Le cirque de Gavarnie

L'Algérie, j'y suis né le jour du débarquement des Américains, le 8 novembre 1942. J'ai quitté ce pays merveilleux en 1962, pour n'y retourner qu'en août 2004, soit 42 ans plus tard...
Midi-Pyrénées m'a accueilli. J'ai mis du temps pour m'imprégner de Toulouse mais j'ai de suite été charmé par ce massif montagneux et ses rivières vagabondes que je parcours avec amour...Ah ces chères Pyrénées, que je m'y trouve bien ...! Vous y trouverez de nombreux articles dédiés à cette magnifique région et la capitale de Midi Pyrénées : Toulouse
L'Algérie, j'y suis revenu dix fois depuis; j'ai apprécié la chaleur de l'accueil, un accueil inégalé de par le monde.......L'espérance d'abord ...Une relative désillusion ensuite...Pourquoi alors que le pays a un potentiel énorme...Les gens sont perdus et ne savent pus que faire....Les jeunes n'en parlons pas, ils ne trouvent leur salut que dans la fuite....Est-il bon de dénoncer cela?

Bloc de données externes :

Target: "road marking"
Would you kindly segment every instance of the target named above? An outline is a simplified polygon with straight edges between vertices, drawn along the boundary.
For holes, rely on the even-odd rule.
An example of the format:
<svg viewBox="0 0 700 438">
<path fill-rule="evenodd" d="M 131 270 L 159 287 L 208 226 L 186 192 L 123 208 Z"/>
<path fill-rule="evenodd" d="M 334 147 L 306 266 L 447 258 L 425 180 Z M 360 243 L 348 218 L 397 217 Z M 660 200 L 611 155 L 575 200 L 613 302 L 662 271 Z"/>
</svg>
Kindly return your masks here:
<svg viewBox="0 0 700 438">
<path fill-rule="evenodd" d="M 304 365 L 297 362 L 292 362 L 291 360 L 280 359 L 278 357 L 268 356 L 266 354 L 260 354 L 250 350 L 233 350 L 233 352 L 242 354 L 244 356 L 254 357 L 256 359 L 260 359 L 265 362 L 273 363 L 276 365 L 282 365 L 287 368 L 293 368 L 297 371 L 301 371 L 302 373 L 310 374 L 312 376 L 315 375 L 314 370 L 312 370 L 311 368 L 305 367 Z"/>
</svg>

Ce n'est pas en se taisant que les choses avanceront.
Il y a un décalage énorme entre la pensée du peuple et des amis que je rencontre régulièrement et les propos tenus dans les divers forums qui reprennent généralement les milieux lobbyistes relayant les consignes gouvernementales...
Les piliers de l'Algérie, à savoir, armée, religion et tenants du pouvoir sont un frein au développement de l'Algérie ....Le Pays est en veilleuse....Les gens reçoivent des ….sucettes...Juste le nécessaire... pour que ....rien nez bouge....
Pourtant des individus valeureux il y en a ....Mais pourquoi garder des élites qui pourraient remettre en cause une situation permettant aux tenants des institutions de profiter des immenses ressources de l'Algérie. Le peuple devenu passif n'a plus qu'un seul espoir : Dieu envers qui il se retourne de plus en plus...Dieu et la famille, cette famille qui revêt une importance capitale en Algérie.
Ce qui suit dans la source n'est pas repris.